LALRPOP's #[LALR] mode with #[precedence] and #[assoc] annotations was the first approach — chosen because it mirrors the Python 0.4.x Lark grammar structure and LALRPOP presents it as idiomatic. It produced 5 unresolvable shift/reduce conflicts:

  1. WithBody / ReturnBody context conflicts — expressions end these rules; LALR(1) state merging conflates "still inside an expression" with the post-expression FOLLOW set of the enclosing rule. On tokens "." (property access) and "WHERE", the LALR parser cannot decide whether to extend the expression or reduce the enclosing rule. #[precedence] only resolves conflicts within the Expr rule; it cannot reach cross-rule conflicts.

  2. List comprehension [Ident IN ...] — LALR(1) merges the Ident variable-reference state with the start of a comprehension. On lookahead IN it cannot decide which to use.

Attempt 2: LR(1) with layered nonterminals

Removing #[LALR] and rewriting Expr as a hierarchy of named nonterminals (one per precedence level) is the classical LR(1) approach — used by SQL, the openCypher ANTLR grammar, C, and Java parsers. After full implementation of the openCypher operator and predicate set, 50 structural shift/reduce conflicts remained. All 50 are architectural:

  • LALRPOP's state-merging is more aggressive than canonical LR(1): it merges states with identical cores across unrelated grammar contexts, contaminating FOLLOW sets globally.
  • Optional suffixes on ReturnBody and WithBody (WHERE, ORDER BY, SKIP, LIMIT) create conflicts because the same tokens appear in expression positions inside those rules.
  • The problem is not resolvable by grammar refactoring, disambiguation rules, or any mechanism within LALRPOP's model.

Decision

Replace LALRPOP entirely with a hand-written recursive-descent clause parser and a Pratt expression parser subroutine.

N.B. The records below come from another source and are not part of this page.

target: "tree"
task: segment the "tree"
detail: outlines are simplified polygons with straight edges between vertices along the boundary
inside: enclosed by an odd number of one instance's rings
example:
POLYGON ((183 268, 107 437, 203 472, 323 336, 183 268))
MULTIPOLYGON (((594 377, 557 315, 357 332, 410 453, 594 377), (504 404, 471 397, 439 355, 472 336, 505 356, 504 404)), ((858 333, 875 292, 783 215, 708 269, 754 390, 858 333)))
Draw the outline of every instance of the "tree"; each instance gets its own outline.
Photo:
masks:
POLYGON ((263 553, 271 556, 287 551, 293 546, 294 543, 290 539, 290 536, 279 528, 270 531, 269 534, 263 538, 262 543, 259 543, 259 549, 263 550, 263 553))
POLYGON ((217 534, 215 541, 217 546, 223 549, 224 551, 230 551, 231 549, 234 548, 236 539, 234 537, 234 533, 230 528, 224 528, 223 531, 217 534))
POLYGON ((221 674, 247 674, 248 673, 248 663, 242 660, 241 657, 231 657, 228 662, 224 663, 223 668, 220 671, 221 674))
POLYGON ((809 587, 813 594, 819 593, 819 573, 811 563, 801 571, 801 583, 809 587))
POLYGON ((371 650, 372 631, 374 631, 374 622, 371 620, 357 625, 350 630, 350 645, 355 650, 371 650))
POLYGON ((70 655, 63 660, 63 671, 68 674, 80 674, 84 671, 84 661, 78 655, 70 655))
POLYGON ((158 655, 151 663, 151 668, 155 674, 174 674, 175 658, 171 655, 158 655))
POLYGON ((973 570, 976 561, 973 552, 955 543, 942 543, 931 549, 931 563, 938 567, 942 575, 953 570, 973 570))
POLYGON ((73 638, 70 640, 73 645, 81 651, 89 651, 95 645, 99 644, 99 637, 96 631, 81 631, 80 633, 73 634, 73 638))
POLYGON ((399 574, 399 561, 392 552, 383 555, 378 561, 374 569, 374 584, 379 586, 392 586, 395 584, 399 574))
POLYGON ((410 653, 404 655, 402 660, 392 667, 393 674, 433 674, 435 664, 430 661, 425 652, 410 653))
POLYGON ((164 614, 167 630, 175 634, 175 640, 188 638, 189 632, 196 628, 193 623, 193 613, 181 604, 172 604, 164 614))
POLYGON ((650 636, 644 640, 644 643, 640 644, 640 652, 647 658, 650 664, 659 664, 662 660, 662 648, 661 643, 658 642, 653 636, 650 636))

This is the architecture used by Neo4j's production Cypher parser, PostgreSQL, SQLite, GQL, and virtually every other production SQL/query-language parser. It is conflict-free by construction: there is no parser table, no state merging, and no FOLLOW set contamination.

Architecture

TokenStream (Vec<(usize, Tok, usize)> + cursor)
      ↓
parse_query()              ← dispatch on peek()
  parse_match_clause()     ← recursive descent, one function per clause
  parse_return_clause()
  parse_with_clause()
  ...
      ↓ (expressions anywhere)
parse_expr(ts, min_bp)     ← Pratt parser, binding-power table

TokenStream

The Lexer iterator is consumed upfront into a Vec. The parser then walks a clean Vec<(usize, Tok, usize)> with one token of lookahead via peek(). Lexing failures surface immediately at TokenStream::new(), before any parsing begins.

Pratt binding powers

Operators Left BP Right BP
OR 10 11
XOR 20 21
AND 30 31
NOT (prefix) 35
= <> < <= > >= =~ IS NULL IS NOT NULL IN NOT IN STARTS WITH ENDS WITH CONTAINS 40 40
+ - 50 51
* / % 60 61
^ (right-assoc) 70 70
. [ (postfix) 80 81

Compound multi-word tokens (NOT IN, IS NULL, IS NOT NULL, STARTS WITH, ENDS WITH) are emitted by the hand-written lexer as single Tok variants, so the Pratt parser treats them as single-token operators.

Clause dispatch

One token of lookahead is sufficient to dispatch every Cypher clause:

Peek token Clause
MATCH parse_match_clause
OPTIONAL parse_optional_match_clause
RETURN parse_return_clause
WITH parse_with_clause
CREATE parse_create_clause
MERGE parse_merge_clause
SET parse_set_clause
REMOVE parse_remove_clause
DELETE / DETACH parse_delete_clause
UNWIND parse_unwind_clause
CALL parse_call_clause
UNION parse_union_marker

Optional suffixes (WHERE, ORDER BY, SKIP, LIMIT) are handled by explicit if ts.at(Tok::Where) peek checks — no ambiguity, no conflicts.


Rationale

Conflict-free by construction — recursive descent has no parser table and no state merging. Every dispatch point is an explicit match ts.peek(). There is no mechanism by which FOLLOW set contamination can occur.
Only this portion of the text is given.